Overconfidence bias
Overconfidence bias is the tendency to overestimate the accuracy of one's own judgements.
Most people believe they are above-average drivers, which is statistically impossible. Overconfidence bias is the gap between how good we think we are and how good we are.
Overconfidence bias is the tendency to overestimate the accuracy of one's own judgements, knowledge, or abilities. People are systematically more certain than they have any right to be, and the gap between confidence and accuracy is wide, persistent, and consequential.

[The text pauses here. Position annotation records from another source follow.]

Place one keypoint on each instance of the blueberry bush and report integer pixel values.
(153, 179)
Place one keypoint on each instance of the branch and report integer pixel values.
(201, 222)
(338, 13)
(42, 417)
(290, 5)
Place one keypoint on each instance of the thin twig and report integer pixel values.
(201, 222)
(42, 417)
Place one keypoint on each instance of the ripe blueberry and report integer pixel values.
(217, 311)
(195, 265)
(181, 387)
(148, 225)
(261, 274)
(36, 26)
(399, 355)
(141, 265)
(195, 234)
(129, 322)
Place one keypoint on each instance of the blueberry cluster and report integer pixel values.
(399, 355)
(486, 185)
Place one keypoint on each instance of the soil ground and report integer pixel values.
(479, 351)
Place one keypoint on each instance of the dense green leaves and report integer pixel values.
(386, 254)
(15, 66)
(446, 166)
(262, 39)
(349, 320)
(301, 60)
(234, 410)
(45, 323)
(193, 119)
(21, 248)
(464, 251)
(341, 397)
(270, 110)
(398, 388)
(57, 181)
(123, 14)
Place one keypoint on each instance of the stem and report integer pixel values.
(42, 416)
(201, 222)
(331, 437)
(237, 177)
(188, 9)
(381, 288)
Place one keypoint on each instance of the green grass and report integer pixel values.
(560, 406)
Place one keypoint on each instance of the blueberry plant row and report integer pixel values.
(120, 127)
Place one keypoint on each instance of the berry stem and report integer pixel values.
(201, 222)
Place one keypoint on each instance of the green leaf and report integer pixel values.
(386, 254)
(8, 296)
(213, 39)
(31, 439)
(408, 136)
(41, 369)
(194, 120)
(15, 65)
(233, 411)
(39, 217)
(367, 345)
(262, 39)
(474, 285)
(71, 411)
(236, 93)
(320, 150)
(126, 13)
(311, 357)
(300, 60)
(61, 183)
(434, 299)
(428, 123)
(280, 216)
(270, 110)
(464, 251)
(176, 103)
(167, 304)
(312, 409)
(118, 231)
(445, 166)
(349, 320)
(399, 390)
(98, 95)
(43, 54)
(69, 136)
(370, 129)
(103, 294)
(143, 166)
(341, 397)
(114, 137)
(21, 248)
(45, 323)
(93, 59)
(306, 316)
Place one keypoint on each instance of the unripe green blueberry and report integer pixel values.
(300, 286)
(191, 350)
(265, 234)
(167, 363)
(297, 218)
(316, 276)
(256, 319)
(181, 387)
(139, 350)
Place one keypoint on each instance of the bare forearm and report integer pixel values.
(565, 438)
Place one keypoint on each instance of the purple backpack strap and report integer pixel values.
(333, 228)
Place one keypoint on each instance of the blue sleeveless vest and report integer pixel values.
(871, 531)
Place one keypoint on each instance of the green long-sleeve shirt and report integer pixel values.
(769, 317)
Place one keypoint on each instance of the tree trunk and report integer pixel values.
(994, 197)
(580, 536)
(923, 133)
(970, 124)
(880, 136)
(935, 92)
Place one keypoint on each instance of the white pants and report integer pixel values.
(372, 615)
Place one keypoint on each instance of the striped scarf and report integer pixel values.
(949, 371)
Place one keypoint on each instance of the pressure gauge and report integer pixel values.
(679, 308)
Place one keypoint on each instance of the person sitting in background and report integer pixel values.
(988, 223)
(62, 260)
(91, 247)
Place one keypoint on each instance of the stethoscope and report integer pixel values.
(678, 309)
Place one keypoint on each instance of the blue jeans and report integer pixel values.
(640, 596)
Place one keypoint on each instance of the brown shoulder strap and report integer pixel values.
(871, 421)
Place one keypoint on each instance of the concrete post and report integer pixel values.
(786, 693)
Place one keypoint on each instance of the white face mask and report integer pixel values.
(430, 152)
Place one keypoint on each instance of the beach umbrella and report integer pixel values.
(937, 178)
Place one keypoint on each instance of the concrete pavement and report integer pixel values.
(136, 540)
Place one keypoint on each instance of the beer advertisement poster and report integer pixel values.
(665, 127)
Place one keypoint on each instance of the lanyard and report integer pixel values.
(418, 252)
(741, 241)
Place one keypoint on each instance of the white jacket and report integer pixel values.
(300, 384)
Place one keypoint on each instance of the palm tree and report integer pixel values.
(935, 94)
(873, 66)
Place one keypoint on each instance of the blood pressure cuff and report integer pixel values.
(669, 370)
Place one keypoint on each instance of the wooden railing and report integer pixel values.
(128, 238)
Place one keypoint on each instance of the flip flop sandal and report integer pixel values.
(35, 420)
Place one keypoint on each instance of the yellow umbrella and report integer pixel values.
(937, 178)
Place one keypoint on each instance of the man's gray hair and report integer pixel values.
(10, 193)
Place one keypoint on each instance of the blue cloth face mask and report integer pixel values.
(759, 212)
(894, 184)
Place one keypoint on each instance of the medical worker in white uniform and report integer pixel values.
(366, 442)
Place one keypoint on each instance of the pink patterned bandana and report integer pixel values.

Three faces of overconfidence
The bias takes several forms. Overestimation is thinking you are better, faster, or more capable than you are. Overplacement is rating yourself above others, the better-than-average effect that has most people placing themselves in the top half. Overprecision is being too sure your estimates are right, setting confidence intervals far too narrow. The third is especially insidious, because it makes people dismiss the possibility that they are wrong.
Where it does damage
Overconfidence drives a remarkable amount of costly behaviour. It leads entrepreneurs to start ventures with little chance of success, executives to overpay for acquisitions sure they can capture synergies others missed, investors to trade too much, and project planners to promise timelines and budgets they routinely blow, the planning fallacy. Because the confident are persuasive, overconfidence also spreads, rewarded socially even as it misleads.
Hard to cure, possible to manage
Overconfidence resists correction, partly because feedback in many domains is slow, noisy, or absent, so people rarely learn how wrong they were. The defences are structural: seeking disconfirming views, keeping records to compare predictions with outcomes, using the outside view by looking at how similar past efforts actually fared, and building in margins for the errors you are sure you will not make. Forecasting with explicit probabilities, and being scored on them, is one of the few things that genuinely tempers it.
Overconfidence bias is in some ways the most dangerous bias, because it is the one that stops people from suspecting they hold any. A degree of confidence is necessary to act at all, but the systematic excess of it, unexamined, is behind a large share of the avoidable disasters in business and beyond.